If $11z^{10}+10iz^9+10iz-11 = 0$. Then possible value of $\mid z \mid,$ is

If $11z^{10}+10iz^9+10iz-11 = 0$. Then possible value of $\mid z \mid,$ is

$\bf{My\; Try::}$ Given $11z^{10}+10iz^9+10iz-11 = 0\Rightarrow \displaystyle z^9 = \frac{11-10iz}{11z+10i}.$

Now Put $z = x+iy\;,$ we get $\displaystyle (x+iy)^9 = \frac{11-10i(x+iy)}{11(x+iy)+10i} = \frac{(11+10y)-10ix}{11x+i(10+11y)}$

Now i did not understand how can i solve it,

Help Required

Thanks

Apply the consequence of the argument principle known as Rouché's theorem. Hope you have learnt it.

Take the function $g(z) = 11 z^{10} + 10iz^9 + 10 iz -11$. It is a polynomial of degree 10 and so it is analytic and the equation $g(z) = 0$ has 10 roots.

Consider $f(z) = 11 z^{10} -11$.

Now see $|g(z) - f(z)| = |10(z^9 - z)| < f(z)$ on the circle $|z| = r$. You may take $r = 1.1$. So $g$ and $f$ will have same number of zeros inside $|z| <r$.

See $f(z) = 0$ has 10 roots on the circle $|z| = 1$. Do it now.

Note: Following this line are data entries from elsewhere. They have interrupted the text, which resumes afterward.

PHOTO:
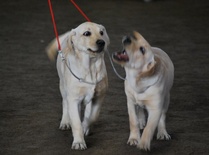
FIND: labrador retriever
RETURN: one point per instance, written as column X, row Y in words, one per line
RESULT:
column 149, row 78
column 83, row 77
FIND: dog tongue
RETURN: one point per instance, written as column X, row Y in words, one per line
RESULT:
column 123, row 56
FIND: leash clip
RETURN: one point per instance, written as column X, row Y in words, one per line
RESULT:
column 61, row 55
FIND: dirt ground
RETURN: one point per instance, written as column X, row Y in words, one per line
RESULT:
column 30, row 101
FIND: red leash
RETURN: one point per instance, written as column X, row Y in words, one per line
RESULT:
column 79, row 9
column 54, row 23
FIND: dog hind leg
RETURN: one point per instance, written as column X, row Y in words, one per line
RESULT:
column 134, row 136
column 162, row 133
column 147, row 135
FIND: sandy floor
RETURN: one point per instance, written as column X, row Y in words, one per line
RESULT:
column 30, row 101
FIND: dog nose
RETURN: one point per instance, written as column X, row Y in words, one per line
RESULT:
column 100, row 43
column 126, row 40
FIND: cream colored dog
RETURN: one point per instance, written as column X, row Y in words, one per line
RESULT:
column 149, row 78
column 83, row 77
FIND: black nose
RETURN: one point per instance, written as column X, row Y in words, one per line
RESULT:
column 126, row 40
column 100, row 43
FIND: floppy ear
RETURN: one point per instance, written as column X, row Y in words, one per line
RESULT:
column 66, row 41
column 139, row 37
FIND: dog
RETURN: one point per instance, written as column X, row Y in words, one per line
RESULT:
column 83, row 77
column 149, row 78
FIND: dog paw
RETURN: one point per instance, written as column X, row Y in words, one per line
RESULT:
column 132, row 142
column 86, row 129
column 163, row 136
column 144, row 145
column 79, row 146
column 64, row 126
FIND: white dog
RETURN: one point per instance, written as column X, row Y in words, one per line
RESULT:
column 149, row 78
column 83, row 77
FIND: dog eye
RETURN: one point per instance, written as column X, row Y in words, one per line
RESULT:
column 101, row 32
column 142, row 49
column 87, row 33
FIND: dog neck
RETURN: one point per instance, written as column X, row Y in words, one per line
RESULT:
column 90, row 68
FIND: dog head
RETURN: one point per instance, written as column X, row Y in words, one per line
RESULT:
column 89, row 37
column 136, row 53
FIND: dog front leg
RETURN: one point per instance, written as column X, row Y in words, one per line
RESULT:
column 147, row 135
column 92, row 111
column 134, row 136
column 77, row 130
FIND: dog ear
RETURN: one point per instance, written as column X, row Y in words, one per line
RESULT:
column 107, row 39
column 139, row 37
column 67, row 43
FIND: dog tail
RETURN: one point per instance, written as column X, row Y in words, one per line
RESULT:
column 51, row 50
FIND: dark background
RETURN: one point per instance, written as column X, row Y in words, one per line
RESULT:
column 30, row 101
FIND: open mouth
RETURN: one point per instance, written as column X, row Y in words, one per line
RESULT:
column 121, row 56
column 99, row 50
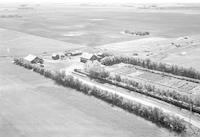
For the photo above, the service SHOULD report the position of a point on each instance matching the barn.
(34, 59)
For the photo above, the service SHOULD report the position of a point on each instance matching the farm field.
(163, 82)
(33, 106)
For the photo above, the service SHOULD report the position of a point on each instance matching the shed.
(76, 53)
(34, 59)
(86, 56)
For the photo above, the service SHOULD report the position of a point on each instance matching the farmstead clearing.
(71, 45)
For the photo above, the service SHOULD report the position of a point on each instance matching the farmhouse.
(86, 56)
(57, 56)
(73, 53)
(33, 59)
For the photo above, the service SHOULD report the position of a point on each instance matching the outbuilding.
(87, 56)
(34, 59)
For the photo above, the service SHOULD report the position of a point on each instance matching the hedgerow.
(153, 114)
(147, 63)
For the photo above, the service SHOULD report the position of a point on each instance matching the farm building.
(34, 59)
(73, 53)
(76, 53)
(57, 56)
(86, 56)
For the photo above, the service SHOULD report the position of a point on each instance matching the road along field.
(34, 106)
(159, 80)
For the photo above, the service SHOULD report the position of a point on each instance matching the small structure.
(73, 53)
(76, 53)
(57, 56)
(34, 59)
(86, 56)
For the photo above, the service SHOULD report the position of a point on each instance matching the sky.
(100, 1)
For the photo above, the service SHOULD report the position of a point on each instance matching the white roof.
(87, 55)
(30, 57)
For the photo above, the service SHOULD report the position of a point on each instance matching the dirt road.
(194, 119)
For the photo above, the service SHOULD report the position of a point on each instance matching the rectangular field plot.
(160, 81)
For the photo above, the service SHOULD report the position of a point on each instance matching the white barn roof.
(30, 57)
(87, 55)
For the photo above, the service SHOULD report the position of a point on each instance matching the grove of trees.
(153, 114)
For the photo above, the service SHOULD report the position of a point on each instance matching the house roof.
(87, 55)
(30, 57)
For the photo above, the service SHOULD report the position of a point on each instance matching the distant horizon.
(104, 1)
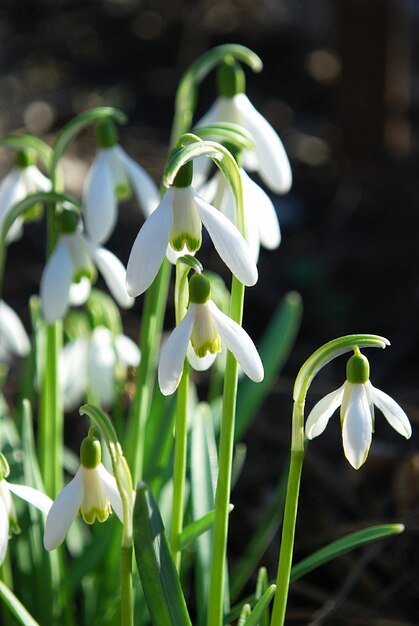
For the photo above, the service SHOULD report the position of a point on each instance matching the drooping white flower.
(357, 398)
(203, 328)
(92, 491)
(178, 220)
(112, 175)
(75, 257)
(23, 179)
(13, 337)
(268, 158)
(261, 221)
(88, 364)
(8, 519)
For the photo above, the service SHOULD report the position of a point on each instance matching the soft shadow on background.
(341, 86)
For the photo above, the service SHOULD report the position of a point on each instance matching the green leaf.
(274, 350)
(342, 546)
(74, 126)
(159, 578)
(16, 607)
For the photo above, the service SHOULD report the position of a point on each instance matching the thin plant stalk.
(179, 469)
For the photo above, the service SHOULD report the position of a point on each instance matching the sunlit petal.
(239, 343)
(173, 353)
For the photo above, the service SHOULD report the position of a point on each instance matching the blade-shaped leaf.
(159, 579)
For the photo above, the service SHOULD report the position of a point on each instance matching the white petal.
(200, 364)
(73, 372)
(228, 242)
(145, 189)
(111, 491)
(99, 199)
(393, 413)
(127, 350)
(4, 530)
(149, 247)
(322, 412)
(33, 496)
(357, 424)
(114, 274)
(55, 282)
(259, 204)
(239, 343)
(173, 353)
(63, 512)
(12, 333)
(274, 167)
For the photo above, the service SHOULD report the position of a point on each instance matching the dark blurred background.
(341, 86)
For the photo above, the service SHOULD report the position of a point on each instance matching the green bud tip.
(25, 158)
(90, 452)
(230, 78)
(184, 176)
(106, 134)
(199, 289)
(358, 369)
(4, 467)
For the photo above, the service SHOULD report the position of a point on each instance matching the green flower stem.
(151, 326)
(222, 495)
(308, 371)
(179, 469)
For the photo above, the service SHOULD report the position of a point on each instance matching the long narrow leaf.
(157, 570)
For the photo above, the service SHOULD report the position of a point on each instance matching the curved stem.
(179, 469)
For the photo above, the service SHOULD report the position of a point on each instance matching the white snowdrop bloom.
(178, 220)
(23, 179)
(73, 258)
(8, 519)
(232, 105)
(357, 398)
(92, 491)
(111, 176)
(261, 221)
(89, 364)
(204, 327)
(13, 337)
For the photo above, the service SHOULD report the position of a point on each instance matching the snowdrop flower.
(74, 257)
(92, 491)
(13, 337)
(268, 158)
(261, 221)
(357, 398)
(89, 364)
(110, 178)
(204, 327)
(23, 179)
(178, 220)
(8, 519)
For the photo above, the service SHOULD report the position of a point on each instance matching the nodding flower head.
(357, 398)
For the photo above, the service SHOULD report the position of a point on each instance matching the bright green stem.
(51, 415)
(127, 604)
(153, 314)
(179, 469)
(222, 495)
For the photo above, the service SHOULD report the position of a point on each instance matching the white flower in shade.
(8, 519)
(261, 221)
(112, 175)
(75, 257)
(89, 365)
(23, 179)
(268, 158)
(178, 220)
(13, 337)
(92, 492)
(204, 327)
(357, 398)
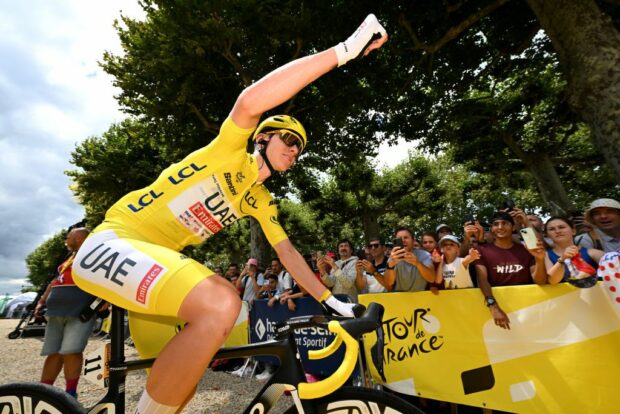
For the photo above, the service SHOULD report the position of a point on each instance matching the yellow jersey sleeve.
(264, 209)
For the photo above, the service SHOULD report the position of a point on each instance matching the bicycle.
(325, 396)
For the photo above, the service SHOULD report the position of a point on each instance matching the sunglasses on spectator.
(290, 138)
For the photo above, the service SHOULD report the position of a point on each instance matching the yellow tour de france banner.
(561, 355)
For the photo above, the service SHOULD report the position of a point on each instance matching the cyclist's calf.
(211, 309)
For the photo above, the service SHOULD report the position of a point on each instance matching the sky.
(53, 95)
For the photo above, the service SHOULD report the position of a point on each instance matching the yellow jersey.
(197, 197)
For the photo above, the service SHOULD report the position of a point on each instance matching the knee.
(217, 306)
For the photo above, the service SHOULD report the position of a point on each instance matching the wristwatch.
(490, 301)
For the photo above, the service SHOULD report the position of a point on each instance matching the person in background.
(429, 242)
(250, 281)
(453, 271)
(443, 230)
(561, 231)
(270, 289)
(604, 214)
(66, 335)
(369, 273)
(232, 273)
(341, 278)
(408, 269)
(506, 263)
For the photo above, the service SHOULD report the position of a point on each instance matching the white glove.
(345, 309)
(357, 43)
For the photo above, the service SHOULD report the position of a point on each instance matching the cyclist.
(132, 259)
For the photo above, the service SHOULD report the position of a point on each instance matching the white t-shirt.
(285, 281)
(455, 275)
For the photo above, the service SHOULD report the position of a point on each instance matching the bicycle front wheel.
(363, 401)
(28, 397)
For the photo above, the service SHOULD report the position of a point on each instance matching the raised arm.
(285, 82)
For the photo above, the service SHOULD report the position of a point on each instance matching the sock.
(72, 386)
(147, 405)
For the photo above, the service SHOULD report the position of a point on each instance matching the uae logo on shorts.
(146, 282)
(260, 329)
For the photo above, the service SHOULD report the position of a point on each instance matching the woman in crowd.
(561, 231)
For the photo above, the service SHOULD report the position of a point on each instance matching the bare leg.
(51, 368)
(211, 309)
(73, 365)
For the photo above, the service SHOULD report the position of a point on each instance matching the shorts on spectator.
(66, 335)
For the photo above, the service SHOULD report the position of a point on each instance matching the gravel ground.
(218, 392)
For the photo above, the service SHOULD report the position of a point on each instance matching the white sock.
(147, 405)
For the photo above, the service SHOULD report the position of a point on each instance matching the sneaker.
(264, 376)
(238, 372)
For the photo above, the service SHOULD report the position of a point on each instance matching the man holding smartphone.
(408, 269)
(506, 263)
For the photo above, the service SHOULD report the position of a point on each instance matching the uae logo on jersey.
(203, 209)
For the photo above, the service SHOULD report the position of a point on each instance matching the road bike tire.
(363, 401)
(28, 397)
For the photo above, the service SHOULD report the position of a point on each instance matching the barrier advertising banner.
(561, 355)
(263, 319)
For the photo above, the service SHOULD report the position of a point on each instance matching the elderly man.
(66, 335)
(603, 213)
(341, 277)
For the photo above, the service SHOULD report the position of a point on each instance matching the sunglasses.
(290, 139)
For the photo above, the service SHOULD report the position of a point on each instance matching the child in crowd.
(270, 289)
(453, 271)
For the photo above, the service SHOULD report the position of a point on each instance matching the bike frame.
(283, 379)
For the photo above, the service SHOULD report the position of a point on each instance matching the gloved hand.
(359, 41)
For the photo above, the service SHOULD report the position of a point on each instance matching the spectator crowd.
(560, 249)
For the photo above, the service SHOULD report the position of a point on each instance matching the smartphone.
(528, 235)
(508, 205)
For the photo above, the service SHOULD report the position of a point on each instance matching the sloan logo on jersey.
(203, 209)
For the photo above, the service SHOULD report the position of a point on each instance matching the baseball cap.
(601, 202)
(441, 226)
(449, 237)
(502, 215)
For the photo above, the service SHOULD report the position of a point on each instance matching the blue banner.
(262, 323)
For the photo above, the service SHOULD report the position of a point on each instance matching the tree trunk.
(546, 176)
(259, 246)
(549, 184)
(371, 226)
(588, 48)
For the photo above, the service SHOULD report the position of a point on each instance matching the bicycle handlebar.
(347, 331)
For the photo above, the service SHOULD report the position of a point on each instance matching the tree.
(587, 43)
(43, 261)
(123, 159)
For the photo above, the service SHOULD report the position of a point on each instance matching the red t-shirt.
(506, 267)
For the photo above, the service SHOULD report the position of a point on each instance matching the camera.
(507, 205)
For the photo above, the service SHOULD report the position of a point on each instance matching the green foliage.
(42, 263)
(123, 159)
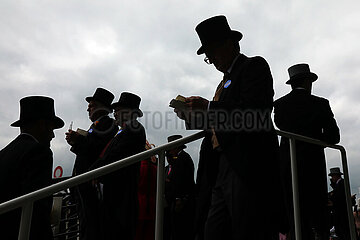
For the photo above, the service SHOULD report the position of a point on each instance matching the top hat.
(129, 100)
(103, 96)
(300, 72)
(175, 137)
(37, 107)
(213, 30)
(335, 171)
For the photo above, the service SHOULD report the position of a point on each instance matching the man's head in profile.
(37, 118)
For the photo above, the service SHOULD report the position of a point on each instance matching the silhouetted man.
(179, 192)
(87, 148)
(338, 202)
(246, 150)
(302, 113)
(120, 189)
(26, 165)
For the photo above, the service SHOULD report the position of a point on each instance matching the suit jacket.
(25, 166)
(88, 149)
(242, 120)
(181, 178)
(243, 126)
(305, 114)
(120, 188)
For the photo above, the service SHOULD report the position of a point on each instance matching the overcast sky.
(66, 49)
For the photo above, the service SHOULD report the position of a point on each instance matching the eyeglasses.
(207, 60)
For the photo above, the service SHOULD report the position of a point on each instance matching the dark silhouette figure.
(145, 229)
(120, 189)
(337, 199)
(302, 113)
(87, 148)
(246, 150)
(26, 165)
(179, 193)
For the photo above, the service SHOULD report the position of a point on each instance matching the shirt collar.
(233, 63)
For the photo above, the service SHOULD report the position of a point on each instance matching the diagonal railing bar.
(292, 137)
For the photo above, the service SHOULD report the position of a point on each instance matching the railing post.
(159, 221)
(348, 194)
(295, 187)
(25, 223)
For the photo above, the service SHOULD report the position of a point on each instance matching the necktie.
(216, 97)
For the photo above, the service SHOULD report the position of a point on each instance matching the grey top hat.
(129, 100)
(35, 108)
(335, 171)
(300, 72)
(215, 29)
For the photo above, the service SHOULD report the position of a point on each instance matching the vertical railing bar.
(295, 187)
(347, 193)
(25, 222)
(159, 220)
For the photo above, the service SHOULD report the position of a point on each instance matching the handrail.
(27, 200)
(292, 137)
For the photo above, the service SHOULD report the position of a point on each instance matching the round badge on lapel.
(227, 84)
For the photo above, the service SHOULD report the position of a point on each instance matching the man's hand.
(72, 137)
(197, 103)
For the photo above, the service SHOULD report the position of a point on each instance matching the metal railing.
(292, 138)
(26, 201)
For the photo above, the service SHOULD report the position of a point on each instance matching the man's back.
(305, 114)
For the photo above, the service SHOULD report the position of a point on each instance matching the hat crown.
(174, 137)
(335, 170)
(37, 107)
(300, 72)
(298, 69)
(215, 29)
(103, 96)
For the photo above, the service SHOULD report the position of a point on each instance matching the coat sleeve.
(331, 132)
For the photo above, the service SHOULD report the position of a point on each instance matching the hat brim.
(138, 111)
(233, 35)
(312, 76)
(340, 173)
(88, 99)
(58, 123)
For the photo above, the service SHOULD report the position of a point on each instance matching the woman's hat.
(300, 72)
(213, 30)
(103, 96)
(129, 100)
(37, 107)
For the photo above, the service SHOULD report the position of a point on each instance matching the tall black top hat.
(335, 171)
(37, 107)
(175, 137)
(129, 100)
(103, 96)
(215, 29)
(300, 72)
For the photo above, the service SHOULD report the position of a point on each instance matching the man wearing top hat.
(179, 193)
(87, 148)
(26, 165)
(120, 201)
(246, 151)
(302, 113)
(338, 204)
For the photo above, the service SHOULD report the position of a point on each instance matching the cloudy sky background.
(66, 49)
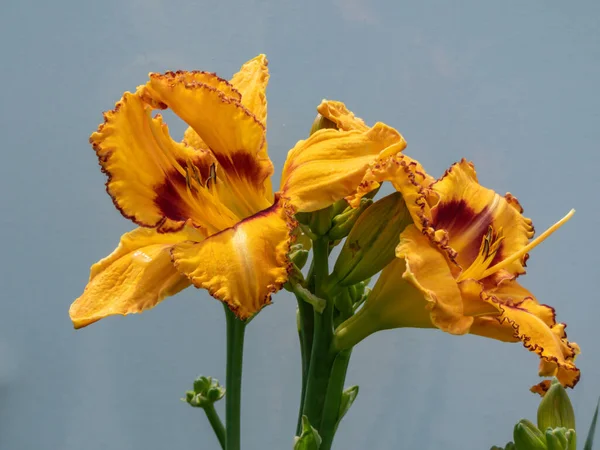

After the substitution $x=iy$ , we get $11y^{10}+10y^9+10y+11=0$. Now, as $y=0$ is not a root of this equation, dividing both sides by $y^5$ gives $11y^5+11/y^5+10y^4+10/y^4=0$. Now put$t=y+1/y$ to get $11t^5+10t^4-55t^3-40t^2+55t+20=0$. You can plot the expression in $t$ or use calculus to see that the equation has 5 real roots. So, every value of $t$ which satisfies the equation is real. As $t=y+1/y$, $y+1/y$ is also real. Taking $y=re^{i \theta}$ you can see that $r$ must be 1 for$y+1/y$ to be real. As $r$ is the magnitude of $y$, the roots have unit modulus.